Captchas: Why We Need Them, How They’re Evolving, and How You Can Solve Them More Easily | Tutorial
As humans living in the modern world, we have to claim we're not robots fairly often, and we're not even living in some futuristic science-fiction dystopia. Regardless, whether you're checking an “I am not a robot” box, teaching an AI what constitutes a “sign” (Hint: the “correct” answer is whatever the majority of other users have picked; try to think like the crowd), or solving math problems, the goal is always the same: stop bots from messing up websites, and maybe use the humans solving the captchas to digitize some books, train some image-recognition software, or generate some ad revenue. But there's more to captchas than meets the eye, and they're far from foolproof.
Why do we need captchas?
CAPTCHA stands for “Completely Automated Public Turing test to tell Computers and Humans Apart,” which, aside from being a truly elegant acronym, tells you most of what you need to know. The idea is, as Google's reCAPTCHA motto goes, to create a task that is “easy for people, hard for bots.”

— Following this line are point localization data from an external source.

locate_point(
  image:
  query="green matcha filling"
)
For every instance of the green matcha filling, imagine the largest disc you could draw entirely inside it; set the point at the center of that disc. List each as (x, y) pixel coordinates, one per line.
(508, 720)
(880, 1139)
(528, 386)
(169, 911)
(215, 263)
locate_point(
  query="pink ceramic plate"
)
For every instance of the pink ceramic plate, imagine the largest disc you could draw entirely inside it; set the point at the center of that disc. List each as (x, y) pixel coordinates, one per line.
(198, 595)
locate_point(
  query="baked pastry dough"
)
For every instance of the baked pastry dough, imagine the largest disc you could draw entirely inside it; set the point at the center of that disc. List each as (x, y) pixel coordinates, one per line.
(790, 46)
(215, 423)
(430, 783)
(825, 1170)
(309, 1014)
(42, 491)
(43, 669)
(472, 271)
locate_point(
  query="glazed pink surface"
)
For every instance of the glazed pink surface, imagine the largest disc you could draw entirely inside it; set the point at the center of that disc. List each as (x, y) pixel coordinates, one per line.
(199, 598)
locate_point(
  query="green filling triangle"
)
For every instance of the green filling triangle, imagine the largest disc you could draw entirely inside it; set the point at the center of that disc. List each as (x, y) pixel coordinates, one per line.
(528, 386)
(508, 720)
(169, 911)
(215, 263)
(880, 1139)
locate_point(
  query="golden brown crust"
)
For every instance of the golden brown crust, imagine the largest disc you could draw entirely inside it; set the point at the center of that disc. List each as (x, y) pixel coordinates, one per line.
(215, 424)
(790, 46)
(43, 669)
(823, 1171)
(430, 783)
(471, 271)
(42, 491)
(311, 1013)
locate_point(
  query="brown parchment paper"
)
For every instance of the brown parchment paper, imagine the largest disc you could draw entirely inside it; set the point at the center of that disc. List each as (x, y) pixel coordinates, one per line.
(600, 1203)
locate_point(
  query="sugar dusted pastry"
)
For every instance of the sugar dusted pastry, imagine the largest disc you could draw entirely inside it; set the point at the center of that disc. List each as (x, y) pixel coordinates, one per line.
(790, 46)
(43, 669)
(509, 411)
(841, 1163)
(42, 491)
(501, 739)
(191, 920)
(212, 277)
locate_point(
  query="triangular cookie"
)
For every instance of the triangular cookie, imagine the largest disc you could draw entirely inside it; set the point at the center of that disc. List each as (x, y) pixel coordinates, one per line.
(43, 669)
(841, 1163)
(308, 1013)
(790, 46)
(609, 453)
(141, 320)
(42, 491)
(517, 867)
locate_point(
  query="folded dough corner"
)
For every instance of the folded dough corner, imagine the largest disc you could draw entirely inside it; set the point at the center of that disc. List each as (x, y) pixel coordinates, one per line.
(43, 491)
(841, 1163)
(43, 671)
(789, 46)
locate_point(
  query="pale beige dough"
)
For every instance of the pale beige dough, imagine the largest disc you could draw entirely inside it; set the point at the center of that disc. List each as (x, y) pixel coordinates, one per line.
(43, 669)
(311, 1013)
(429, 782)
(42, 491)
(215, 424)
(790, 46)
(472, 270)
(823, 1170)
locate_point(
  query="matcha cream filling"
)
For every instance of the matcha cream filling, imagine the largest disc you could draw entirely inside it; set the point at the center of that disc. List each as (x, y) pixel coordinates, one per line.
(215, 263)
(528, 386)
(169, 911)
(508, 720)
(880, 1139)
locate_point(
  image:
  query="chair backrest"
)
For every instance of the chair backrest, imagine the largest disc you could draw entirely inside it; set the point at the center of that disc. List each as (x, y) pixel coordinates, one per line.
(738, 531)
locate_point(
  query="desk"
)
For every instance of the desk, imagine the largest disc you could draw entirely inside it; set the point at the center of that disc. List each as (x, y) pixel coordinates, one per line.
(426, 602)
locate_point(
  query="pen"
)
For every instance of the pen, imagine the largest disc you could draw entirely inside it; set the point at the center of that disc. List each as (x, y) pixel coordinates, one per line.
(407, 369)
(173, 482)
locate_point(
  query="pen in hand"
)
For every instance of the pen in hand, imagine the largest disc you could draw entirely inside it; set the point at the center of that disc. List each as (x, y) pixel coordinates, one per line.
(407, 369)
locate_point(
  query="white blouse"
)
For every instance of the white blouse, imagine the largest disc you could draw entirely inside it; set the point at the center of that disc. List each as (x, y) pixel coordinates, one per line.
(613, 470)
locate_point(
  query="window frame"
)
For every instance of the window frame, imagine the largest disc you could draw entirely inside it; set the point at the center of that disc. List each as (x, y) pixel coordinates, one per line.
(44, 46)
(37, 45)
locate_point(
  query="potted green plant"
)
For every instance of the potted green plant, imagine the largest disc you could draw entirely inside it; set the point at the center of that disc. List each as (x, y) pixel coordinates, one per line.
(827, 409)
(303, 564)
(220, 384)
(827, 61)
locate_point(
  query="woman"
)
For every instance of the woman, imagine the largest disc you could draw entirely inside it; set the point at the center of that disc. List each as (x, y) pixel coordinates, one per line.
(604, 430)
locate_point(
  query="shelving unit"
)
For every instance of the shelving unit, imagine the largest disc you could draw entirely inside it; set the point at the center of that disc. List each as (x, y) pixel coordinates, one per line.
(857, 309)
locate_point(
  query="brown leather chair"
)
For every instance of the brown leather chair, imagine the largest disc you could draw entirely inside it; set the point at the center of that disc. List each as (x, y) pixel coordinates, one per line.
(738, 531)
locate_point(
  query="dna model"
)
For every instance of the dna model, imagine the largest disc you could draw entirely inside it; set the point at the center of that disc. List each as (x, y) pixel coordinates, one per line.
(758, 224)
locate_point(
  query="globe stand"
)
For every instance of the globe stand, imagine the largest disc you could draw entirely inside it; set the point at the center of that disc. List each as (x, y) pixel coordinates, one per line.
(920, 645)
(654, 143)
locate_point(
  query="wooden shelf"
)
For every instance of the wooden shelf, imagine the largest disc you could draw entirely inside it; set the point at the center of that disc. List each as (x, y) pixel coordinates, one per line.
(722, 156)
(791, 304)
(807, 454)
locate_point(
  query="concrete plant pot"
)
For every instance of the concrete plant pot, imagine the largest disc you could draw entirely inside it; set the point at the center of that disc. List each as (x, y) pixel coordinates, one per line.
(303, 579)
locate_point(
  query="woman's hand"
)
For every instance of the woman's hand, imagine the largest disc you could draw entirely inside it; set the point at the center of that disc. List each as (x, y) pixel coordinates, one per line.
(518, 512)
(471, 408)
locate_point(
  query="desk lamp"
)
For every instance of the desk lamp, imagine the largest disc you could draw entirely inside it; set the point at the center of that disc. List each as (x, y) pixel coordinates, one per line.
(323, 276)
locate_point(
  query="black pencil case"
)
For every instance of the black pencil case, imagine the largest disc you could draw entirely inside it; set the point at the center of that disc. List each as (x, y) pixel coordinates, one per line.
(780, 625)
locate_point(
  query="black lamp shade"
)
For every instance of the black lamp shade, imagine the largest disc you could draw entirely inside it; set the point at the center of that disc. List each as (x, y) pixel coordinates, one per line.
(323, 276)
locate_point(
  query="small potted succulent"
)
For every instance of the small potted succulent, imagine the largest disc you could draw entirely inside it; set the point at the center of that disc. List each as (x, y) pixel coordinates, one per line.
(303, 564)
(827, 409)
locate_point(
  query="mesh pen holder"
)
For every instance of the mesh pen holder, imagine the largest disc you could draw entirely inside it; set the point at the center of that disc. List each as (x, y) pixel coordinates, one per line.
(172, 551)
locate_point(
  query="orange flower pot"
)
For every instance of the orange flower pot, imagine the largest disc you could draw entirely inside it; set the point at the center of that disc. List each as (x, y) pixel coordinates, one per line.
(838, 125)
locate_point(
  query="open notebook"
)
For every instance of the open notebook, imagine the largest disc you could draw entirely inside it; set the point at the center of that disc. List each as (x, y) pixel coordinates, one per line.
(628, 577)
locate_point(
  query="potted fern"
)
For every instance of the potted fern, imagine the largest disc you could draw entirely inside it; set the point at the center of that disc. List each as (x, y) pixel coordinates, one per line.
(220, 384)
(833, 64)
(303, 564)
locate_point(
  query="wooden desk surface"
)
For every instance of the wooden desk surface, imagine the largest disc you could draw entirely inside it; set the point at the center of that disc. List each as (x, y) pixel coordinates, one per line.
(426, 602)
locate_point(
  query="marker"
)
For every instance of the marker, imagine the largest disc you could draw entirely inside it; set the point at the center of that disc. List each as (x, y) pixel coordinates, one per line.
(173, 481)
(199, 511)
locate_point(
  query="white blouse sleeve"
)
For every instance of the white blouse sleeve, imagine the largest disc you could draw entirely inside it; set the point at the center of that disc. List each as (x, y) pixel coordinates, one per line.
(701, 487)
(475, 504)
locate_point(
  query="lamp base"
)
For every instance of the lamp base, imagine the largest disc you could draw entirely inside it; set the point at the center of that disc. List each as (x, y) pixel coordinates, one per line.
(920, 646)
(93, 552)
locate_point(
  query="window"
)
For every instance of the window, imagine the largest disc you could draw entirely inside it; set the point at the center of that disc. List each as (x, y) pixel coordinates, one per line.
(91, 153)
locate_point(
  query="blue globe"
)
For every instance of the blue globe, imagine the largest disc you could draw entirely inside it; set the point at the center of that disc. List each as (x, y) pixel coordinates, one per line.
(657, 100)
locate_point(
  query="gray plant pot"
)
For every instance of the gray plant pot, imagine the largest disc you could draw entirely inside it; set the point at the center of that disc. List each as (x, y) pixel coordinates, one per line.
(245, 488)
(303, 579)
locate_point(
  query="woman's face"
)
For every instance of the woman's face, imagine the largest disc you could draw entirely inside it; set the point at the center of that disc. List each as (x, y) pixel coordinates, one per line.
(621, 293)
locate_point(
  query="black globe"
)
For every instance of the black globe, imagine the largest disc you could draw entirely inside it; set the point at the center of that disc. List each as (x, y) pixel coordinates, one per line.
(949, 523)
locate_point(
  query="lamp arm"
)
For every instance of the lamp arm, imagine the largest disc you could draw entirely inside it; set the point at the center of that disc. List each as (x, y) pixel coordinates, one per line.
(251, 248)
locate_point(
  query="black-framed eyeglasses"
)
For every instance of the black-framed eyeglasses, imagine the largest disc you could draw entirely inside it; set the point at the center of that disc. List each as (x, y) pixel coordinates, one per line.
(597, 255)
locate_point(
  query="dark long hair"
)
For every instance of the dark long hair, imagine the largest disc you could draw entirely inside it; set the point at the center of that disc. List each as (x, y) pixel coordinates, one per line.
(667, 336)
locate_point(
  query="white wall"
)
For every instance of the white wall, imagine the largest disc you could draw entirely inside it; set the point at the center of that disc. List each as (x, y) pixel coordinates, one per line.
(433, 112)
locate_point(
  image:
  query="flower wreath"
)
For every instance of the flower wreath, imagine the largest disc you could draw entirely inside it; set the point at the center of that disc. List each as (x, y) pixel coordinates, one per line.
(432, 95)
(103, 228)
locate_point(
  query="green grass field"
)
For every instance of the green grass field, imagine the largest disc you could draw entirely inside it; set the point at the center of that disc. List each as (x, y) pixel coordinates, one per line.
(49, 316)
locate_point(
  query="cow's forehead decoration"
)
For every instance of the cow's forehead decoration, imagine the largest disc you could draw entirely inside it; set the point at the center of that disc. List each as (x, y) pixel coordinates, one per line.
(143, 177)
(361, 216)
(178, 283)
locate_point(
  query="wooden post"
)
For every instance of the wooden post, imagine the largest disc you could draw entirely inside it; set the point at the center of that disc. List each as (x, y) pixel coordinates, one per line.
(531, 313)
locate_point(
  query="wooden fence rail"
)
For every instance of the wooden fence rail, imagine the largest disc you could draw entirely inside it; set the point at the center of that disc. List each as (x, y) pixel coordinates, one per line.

“Bot” generally refers to any program that is set to automatically complete some process, whether it's posting news on Twitter or leaving spam in website comment sections. Used correctly, these programs are fairly useful, but they can also be used to generate useless/ad-ridden/malicious content, overwhelm a site with signups, rig online poll results, scrape email addresses, or do any number of other unpleasant things. It's just best not to let them in.
What exactly is a captcha?
If you've been around the Internet for a while, you'll remember that for most of the 2000s, the most common captcha type was a strip of distorted text with some string of alphanumeric characters in it. This is no longer a very secure form of captcha, but when Google acquired reCAPTCHA in 2009, it was still good enough to get most bots. Since then, Google has switched to the more secure “I am not a robot” boxes (which actually monitor behavior like mouse movement and browser information to check if you're a bot) and image-recognition challenges. Audio-based captchas are still around, though, and they are surprisingly easy to break with speech-recognition software.
The image-recognition captchas have had their own set of issues, as they can be a little ambiguous for human respondents. As mentioned above, though, there is no right answer – since the computer doesn't know which pictures are storefronts and which are schnauzers – it just accepts the majority human opinion as correct. If 75/100 humans decide to label a blurry picture of a mop as a schnauzer, the computer will assume that the mop is a schnauzer and will mark you wrong if you don't label it as such.
But there are plenty of other captcha options as well, and they can get pretty creative. These are just a few of the ideas that have made it onto various websites.
The slide-lock captcha:
The math problem captcha:
The drag-and-drop captcha:
The image orientation captcha:
The logic/grammar captcha:
There are also some captchas you never see, such as the honeypot captcha, which involves adding an invisible field to a webpage, waiting for a bot to fill it out (humans won't, as they can't see it), and subsequently kicking the bot off. Then there's Google's “invisible captcha,” often paired with their box, which watches how you browse around a webpage (mouse movements, scrolling, clicking, general behavior) to see if it should give you an image-recognition captcha as a double-check.
Captchas: making the world a better place
You may not know it, but the cumulative hours you've spent proving you're not a robot may have actually made a difference. reCAPTCHA, now Google's captcha service, was originally designed by Luis von Ahn (now better-known as the founder of Duolingo), as a way to use wasted brainpower to digitize books. By presenting users with a scanned word from a book or newspaper, this system could both confirm a user's identity and take a sort of opinion poll on what the word was. If enough people agreed on the word, the digitization system would accept the answer into the ebook version.
After implementing this system, it only took two years to digitize the entire Google Books library and the entire New York Times archive. By 2012 they switched over to using humans to input house numbers pulled from Google Street View.
In 2014, things took an ironic turn towards the robotic: image-recognition captchas. These work on the principle that machines aren't very good at figuring out what's in a picture, but, as described above, they've been pretty effective at training AIs to do just that. Since this captcha will eventually work itself out of a job, it is being phased out in favor of the less-visible behavioral/tracking-oriented ones.
In conclusion: am I a robot?
As artificial intelligence, deep learning, and a host of other advancements come down the pipe in the next few decades, captchas are going to have to evolve as well. Most captchas in existence have already been cracked, and it's only getting easier. Training a machine to read distorted-text captchas now takes about fifteen minutes. Perhaps the only thing left in the future will be biometric captchas (hope you like facial recognition scans!), or perhaps we'll wake up and discover that the singularity has already been reached, and we were the bots the whole time.